Mixture of Experts | Tom Hipwell

Apr 20, 2025

Insightful post from J Betker on the MoE architecture. Here’s a few grabs:

The fact that MoE has great scaling properties indicates that something deeper is amiss with this architectural construct. This turns out to be sparsity itself – it is a new free parameter to the scaling laws for which sparsity=1 is suboptimal. Put another way – Chinchilla scaling laws focus on the relationship between data and compute, but MoEs give us another lever: the number of parameters in a neural network. Previously compute and quantity of parameters were proportional, but sparsity allows us to modulate this ratio.

This is the true magic behind the MoE Transformer, and why every big lab has been moving to them.

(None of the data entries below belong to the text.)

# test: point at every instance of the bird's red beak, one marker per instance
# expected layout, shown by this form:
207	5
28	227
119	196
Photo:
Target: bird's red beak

However, this comes at a cost, and that cost is the ability to have a performant local version of the model:

At inference time with low batch sizes on the hardware that is currently commercially available, Transformers are notoriously memory bound. That is to say that we are often only using a small fraction of the compute cores because they are constantly waiting for network weights to be loaded from VRAM. This problem gets much worse with MoE transformers – there are simply more weights to load. You need more VRAM and will be more memory bound (read: worse performance). The open source community is starting to see this with the DeepSpeed and Llama 4 models.

Instead, MoE transformers lend themselves best to highly distributed serving environments with ultra-large batch sizes and corresponding high latency per token. This makes me sad – both because I like low-latency systems and because I’m a fan of local models.

Mixture of Experts